Remarketing Ads

People are considering buying

Pull them over the line with Remarketing Ads

Even with the best conversion rates in the world, your primary sources of traffic (search, shopping, display, video) will not convert every visitor from your ads to your site into a lead or customer at first-pass. Therefore it is critically important to complement your other PPC campaign types with remarketing ads, to bring users back to purchase or become a lead at the right moment.

Remarketing is quite a broad term in the PPC space because it has so many different potential ways of being done. You can do remarketing ads on Google or Facebook in the form of a banner, video, text ad or even Gmail ad.

Often the unsung hero of many online advertising initiatives, remarketing will quietly hoover up low-hanging fruit (conversions) over the course of 30, 60 or even 90 days after a user initially visits your site but fails to convert.

Google Adwords Remarketing
Google Remarketing Ads

Little-known gems about remarketing ads

Did you know that you can customize the remarketing ad a user sees based on the product they had in their shopping basket? This is called Dynamic Remarketing on Google Ads.

Did you know that you can customize the groups of people you show remarketing ads to? For example, you can show one message to someone who viewed your services page and a different message to someone who only viewed your homepage.

Fun fact: Remarketing was a relative late-comer to the PPC world, debuting in 2008 on Google Ads as a campaign type, eight years after Google launched AdWords. For the first year or two, no-one really understood how it worked!

Frequently Asked Questions

How do I ensure I don’t alienate potential or existing customers with my remarketing ads?
You can exclude existing customers from seeing your remarketing ads, and place a frequency cap to control how many times a person will see your ad.


How does remarketing actually work?
Unless you opt-out, most of your online activity is tracked via pieces of code that advertisers place on their site. The common term for this is ‘cookies’, which are stored in your browser.

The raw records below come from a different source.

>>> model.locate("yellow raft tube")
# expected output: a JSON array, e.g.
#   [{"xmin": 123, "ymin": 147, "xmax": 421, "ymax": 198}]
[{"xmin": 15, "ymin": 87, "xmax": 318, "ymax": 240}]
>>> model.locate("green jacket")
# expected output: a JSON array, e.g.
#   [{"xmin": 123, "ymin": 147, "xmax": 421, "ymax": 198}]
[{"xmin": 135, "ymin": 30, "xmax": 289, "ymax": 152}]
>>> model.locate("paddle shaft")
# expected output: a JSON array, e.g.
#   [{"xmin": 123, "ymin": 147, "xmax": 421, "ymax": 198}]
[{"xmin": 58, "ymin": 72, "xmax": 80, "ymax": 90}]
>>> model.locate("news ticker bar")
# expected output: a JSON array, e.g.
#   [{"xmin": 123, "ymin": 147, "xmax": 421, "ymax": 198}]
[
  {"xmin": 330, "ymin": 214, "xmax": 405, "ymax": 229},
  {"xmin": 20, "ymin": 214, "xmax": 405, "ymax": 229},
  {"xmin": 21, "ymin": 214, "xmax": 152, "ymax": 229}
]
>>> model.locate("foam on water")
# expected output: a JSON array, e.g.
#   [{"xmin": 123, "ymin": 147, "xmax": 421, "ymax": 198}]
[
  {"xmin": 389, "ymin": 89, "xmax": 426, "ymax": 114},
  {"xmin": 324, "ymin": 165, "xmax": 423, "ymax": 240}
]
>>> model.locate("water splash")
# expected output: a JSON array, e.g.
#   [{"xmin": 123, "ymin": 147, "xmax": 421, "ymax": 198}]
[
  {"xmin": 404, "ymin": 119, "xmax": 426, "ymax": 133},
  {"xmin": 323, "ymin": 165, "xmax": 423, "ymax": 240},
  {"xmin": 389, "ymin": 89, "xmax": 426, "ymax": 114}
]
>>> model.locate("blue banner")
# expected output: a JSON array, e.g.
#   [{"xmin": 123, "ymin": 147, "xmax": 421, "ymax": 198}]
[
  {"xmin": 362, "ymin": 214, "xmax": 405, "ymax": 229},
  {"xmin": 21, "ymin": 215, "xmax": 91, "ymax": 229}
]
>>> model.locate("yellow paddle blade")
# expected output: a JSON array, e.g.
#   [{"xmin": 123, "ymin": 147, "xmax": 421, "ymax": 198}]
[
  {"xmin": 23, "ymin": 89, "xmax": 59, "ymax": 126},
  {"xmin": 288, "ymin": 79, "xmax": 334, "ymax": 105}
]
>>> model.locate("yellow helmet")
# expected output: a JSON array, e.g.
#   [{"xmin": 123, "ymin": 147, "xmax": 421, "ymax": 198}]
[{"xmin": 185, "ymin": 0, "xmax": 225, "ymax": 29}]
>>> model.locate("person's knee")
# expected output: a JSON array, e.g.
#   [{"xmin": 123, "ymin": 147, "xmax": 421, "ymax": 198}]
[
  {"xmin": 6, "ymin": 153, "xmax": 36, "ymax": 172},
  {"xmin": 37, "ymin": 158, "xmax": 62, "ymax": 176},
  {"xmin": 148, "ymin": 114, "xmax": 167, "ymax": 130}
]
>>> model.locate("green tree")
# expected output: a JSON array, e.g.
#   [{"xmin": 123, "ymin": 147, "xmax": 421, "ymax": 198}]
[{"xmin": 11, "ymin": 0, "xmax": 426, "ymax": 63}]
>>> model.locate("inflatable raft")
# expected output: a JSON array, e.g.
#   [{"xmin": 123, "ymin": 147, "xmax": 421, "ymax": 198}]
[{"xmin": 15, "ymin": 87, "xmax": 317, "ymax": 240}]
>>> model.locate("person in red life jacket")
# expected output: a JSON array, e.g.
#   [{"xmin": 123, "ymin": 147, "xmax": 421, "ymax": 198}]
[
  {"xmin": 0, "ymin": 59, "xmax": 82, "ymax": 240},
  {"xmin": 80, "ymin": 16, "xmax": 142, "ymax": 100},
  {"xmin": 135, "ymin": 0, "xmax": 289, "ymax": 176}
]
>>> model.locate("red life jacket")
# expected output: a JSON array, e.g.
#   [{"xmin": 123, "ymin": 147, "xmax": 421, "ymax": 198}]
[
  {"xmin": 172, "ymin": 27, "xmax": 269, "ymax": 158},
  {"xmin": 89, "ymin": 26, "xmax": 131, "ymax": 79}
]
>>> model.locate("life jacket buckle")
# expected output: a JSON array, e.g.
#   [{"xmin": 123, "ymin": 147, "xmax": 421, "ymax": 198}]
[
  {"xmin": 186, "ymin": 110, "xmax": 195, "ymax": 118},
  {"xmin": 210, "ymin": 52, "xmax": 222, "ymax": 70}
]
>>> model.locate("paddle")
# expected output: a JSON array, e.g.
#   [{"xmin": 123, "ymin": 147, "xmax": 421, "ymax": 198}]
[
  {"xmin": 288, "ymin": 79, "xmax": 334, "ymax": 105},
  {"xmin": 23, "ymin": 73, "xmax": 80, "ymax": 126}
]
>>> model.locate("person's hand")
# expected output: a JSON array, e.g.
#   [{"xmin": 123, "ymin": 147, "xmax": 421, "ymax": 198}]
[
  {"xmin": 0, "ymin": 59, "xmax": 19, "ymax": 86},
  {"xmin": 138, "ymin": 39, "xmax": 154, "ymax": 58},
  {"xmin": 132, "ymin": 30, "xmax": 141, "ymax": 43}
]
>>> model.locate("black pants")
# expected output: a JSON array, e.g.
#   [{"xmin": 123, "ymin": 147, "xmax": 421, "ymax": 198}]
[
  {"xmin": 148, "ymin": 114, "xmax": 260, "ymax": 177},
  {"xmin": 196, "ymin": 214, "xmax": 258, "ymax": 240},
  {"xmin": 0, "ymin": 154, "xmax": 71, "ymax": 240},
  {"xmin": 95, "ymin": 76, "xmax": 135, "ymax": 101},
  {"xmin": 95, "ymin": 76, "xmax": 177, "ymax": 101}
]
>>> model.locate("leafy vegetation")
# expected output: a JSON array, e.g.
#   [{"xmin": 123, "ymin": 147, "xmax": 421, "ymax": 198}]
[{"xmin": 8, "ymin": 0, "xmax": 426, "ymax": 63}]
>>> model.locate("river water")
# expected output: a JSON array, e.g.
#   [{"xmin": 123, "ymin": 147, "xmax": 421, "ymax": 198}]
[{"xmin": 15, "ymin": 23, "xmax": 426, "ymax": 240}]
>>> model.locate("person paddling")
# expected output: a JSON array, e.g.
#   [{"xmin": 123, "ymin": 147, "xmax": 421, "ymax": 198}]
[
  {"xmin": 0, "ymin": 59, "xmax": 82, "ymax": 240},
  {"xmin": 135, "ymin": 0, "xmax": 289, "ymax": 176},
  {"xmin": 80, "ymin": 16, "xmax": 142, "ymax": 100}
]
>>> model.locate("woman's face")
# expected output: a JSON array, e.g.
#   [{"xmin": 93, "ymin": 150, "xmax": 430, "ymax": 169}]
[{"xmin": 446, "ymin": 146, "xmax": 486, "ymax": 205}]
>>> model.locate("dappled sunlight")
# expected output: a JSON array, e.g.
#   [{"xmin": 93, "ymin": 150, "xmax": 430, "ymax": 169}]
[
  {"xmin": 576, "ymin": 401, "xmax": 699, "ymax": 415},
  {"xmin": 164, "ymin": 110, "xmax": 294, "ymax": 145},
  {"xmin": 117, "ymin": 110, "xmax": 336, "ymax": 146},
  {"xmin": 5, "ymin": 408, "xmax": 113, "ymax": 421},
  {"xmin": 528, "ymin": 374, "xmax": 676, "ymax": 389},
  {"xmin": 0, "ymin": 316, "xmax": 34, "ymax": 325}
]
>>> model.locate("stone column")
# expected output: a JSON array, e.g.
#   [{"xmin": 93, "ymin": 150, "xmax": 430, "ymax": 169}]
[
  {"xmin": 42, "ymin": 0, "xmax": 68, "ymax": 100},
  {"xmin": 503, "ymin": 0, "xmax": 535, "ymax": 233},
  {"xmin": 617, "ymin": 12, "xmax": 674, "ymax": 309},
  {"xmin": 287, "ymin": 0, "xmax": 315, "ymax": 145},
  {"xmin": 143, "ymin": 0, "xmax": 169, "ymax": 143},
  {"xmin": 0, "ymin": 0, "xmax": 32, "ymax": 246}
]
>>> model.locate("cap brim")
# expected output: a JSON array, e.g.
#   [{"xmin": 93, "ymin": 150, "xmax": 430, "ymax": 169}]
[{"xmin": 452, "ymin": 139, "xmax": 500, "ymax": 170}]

What’s the difference between remarketing and retargeting?
They essentially mean the same thing – following up with someone who visited with you to get them to complete a lead form or purchase. If we are pedantic about it, technically retargeting is more widely accepted as the form of ‘ads’ follow-up, whilst remarketing is ‘non-ads’ follow-up, such as email. But we prefer to use the overarching term of remarketing here.